Housing starts fell more than expected in May as a homebuyer tax credit expired, a government report showed.
The premium that investors demand to hold 10-year Spanish government bonds rather than euro zone benchmark German Bunds hit a euro lifetime high, even as the European Commission denied a report that a liquidity plan being set up for Spain.
Further weighing on investor sentiment, FedEx Corp said costs would constrain 2011 earnings and cell phone maker Nokia said profits at a key unit would be weaker than expected this quarter and in 2010. and
FedEx shares fell 2.3 percent to $81.07 in premarket trading while New York-traded Nokia shares tumbled 9.8 percent to $8.86.
The housing start numbers weren't great, and you have the concerns about Spain and other euro zone countries' debt situation, said Kurt Brunner, portfolio manager at Swarthmore Group in Philadelphia.
He said the Nokia and FedEx news painted a picture of an economic recovery that could be slower and more difficult.
S&P 500 futures fell 5.7 points and were below fair value, a formula that evaluates pricing by taking into account interest rates, dividends and time to expiration on the contract.
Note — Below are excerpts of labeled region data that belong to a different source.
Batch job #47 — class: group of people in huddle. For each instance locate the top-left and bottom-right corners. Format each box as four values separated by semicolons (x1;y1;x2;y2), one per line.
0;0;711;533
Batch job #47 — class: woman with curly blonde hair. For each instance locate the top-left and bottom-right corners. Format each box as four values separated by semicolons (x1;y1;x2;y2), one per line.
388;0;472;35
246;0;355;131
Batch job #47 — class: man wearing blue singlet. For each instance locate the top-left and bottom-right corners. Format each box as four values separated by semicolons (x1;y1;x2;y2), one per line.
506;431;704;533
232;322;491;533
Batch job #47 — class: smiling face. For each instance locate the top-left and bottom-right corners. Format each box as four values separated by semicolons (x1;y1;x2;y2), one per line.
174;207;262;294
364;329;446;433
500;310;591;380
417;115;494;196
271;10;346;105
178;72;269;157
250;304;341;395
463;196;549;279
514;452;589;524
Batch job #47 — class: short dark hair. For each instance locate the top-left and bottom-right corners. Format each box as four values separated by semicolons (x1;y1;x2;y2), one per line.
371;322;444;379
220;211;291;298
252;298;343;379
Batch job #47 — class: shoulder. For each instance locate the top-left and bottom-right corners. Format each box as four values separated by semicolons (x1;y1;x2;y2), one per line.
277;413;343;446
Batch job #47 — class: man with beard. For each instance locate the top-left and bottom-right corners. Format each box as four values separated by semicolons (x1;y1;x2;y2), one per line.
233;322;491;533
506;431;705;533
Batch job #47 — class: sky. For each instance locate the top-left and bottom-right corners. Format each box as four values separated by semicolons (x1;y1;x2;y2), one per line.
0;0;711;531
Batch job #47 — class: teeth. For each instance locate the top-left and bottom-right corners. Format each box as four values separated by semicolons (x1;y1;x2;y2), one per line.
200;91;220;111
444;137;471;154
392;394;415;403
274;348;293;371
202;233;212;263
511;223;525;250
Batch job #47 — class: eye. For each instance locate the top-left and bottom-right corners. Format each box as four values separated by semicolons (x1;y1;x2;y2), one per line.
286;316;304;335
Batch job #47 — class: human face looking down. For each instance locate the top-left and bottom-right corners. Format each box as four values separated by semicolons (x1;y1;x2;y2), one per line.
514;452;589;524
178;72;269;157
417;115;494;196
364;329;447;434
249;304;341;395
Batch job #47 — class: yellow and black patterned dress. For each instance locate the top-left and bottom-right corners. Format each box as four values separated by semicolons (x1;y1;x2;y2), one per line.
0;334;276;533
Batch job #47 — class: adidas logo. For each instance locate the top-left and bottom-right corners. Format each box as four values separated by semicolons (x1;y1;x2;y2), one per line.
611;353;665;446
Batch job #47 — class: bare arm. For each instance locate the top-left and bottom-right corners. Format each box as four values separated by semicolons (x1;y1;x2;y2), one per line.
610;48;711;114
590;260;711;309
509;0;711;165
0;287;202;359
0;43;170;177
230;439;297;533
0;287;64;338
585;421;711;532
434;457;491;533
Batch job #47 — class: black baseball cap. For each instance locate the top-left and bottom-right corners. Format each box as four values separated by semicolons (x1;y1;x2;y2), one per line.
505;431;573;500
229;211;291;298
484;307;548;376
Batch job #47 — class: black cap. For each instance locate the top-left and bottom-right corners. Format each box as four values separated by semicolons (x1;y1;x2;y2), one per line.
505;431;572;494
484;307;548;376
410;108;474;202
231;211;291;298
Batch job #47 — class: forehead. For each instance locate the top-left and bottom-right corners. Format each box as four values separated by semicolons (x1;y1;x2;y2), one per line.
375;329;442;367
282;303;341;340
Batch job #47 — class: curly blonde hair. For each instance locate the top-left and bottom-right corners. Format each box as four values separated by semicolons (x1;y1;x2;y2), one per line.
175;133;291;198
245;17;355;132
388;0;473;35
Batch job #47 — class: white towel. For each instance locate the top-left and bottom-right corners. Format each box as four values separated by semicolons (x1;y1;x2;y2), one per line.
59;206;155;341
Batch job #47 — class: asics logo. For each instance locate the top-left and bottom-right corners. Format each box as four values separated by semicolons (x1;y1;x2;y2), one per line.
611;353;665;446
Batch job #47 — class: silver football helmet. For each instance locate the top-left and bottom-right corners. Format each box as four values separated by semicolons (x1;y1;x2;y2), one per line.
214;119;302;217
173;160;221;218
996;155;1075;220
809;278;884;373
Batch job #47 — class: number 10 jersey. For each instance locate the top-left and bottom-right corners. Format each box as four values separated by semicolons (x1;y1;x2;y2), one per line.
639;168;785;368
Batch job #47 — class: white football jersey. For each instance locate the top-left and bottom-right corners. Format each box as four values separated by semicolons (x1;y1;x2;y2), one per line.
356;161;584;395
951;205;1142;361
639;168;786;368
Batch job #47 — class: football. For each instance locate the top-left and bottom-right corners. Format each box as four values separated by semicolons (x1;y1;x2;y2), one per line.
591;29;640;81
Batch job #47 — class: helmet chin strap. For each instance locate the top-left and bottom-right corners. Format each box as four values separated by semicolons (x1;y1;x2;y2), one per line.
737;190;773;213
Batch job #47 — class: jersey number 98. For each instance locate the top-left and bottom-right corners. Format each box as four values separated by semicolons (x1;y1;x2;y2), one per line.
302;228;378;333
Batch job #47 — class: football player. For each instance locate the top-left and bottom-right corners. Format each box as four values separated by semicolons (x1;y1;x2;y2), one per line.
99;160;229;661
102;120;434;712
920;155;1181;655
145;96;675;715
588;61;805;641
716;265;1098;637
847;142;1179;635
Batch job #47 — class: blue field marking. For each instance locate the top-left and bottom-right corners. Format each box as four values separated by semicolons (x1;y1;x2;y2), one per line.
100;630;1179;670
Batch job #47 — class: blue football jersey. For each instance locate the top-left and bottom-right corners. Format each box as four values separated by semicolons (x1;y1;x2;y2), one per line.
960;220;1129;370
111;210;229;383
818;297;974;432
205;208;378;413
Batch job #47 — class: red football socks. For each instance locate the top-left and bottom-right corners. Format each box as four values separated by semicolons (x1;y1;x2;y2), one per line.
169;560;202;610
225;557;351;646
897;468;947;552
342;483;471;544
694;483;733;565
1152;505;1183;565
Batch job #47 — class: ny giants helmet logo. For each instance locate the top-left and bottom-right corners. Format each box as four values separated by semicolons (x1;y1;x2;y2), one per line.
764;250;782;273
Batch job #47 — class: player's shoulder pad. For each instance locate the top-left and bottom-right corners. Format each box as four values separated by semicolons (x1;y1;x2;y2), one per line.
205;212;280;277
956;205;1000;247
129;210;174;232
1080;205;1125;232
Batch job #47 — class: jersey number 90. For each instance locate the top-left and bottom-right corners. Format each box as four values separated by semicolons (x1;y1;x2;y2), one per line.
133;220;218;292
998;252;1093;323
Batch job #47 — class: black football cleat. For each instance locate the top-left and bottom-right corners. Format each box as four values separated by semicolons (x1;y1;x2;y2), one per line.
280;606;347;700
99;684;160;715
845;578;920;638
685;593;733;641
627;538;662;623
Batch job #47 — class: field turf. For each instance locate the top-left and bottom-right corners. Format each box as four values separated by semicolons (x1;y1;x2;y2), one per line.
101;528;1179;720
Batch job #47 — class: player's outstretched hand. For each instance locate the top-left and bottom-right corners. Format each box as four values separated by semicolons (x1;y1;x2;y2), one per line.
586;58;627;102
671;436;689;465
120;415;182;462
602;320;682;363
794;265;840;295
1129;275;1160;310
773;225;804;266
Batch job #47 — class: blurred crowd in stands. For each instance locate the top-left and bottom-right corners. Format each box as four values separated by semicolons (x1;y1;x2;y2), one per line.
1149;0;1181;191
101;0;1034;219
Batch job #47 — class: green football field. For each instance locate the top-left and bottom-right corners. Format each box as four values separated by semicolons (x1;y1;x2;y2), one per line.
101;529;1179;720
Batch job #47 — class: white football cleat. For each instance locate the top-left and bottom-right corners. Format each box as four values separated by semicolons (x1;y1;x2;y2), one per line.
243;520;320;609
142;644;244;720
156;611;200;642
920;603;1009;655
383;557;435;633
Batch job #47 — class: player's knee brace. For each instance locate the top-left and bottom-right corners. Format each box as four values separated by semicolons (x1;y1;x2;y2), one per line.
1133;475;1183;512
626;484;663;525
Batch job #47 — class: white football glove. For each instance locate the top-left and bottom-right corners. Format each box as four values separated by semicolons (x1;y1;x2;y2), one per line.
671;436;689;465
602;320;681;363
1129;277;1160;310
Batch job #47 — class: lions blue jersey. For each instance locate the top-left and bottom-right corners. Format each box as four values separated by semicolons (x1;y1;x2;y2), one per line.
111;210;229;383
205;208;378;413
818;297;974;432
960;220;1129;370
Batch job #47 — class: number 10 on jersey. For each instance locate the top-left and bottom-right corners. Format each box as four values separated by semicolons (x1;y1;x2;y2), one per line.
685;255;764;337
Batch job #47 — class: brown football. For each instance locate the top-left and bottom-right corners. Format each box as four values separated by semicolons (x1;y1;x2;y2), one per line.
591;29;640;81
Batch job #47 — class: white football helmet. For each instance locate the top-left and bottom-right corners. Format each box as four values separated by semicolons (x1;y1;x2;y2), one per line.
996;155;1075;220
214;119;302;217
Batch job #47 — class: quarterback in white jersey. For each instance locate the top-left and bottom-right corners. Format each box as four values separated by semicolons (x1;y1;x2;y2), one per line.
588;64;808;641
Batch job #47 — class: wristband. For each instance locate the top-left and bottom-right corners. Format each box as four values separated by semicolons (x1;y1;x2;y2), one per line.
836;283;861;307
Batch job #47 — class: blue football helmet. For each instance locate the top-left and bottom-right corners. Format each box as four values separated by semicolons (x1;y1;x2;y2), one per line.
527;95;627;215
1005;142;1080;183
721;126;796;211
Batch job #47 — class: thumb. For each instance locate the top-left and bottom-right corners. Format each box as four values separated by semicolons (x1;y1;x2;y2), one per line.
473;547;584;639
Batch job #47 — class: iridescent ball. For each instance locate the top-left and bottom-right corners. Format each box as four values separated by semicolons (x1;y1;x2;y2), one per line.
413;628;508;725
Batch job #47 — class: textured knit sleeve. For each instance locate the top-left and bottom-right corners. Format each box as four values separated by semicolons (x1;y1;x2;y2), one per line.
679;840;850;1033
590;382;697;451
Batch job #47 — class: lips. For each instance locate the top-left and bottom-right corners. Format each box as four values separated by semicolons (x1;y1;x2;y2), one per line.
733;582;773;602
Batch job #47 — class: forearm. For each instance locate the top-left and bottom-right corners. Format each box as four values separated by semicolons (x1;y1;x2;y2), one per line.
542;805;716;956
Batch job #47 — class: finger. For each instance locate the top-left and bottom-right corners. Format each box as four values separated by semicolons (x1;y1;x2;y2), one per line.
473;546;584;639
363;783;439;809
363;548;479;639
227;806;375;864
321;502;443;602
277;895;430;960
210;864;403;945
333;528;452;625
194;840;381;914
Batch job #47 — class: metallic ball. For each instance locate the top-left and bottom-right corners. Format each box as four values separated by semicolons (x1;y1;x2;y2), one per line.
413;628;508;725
Dow Jones industrial average futures lost 46 points, and Nasdaq 100 futures dropped 8.25 points.
The S&P 500 closed above its 200-day simple moving average on Tuesday, and its ability to stay above that level could be tested.
The euro, used in the current climate to assess investors' risk appetite, briefly hit a two-week high before dropping against the U.S. dollar.
Energy stocks will be in the spotlight as U.S. President Barack Obama meets with BP Plc executives later Wednesday and demands the company set aside billions of dollars to pay damages from the Gulf of Mexico oil spill.
Bank of America-Merrill has ordered traders not to enter into oil trades with BP that extend beyond June 2011, a source told Reuters.
BP's New York-traded stock lost 4 percent to $30.13 premarket.
Wall Street surged on Tuesday as investors went on a buying spree, pushing the S&P 500 into positive territory for 2010.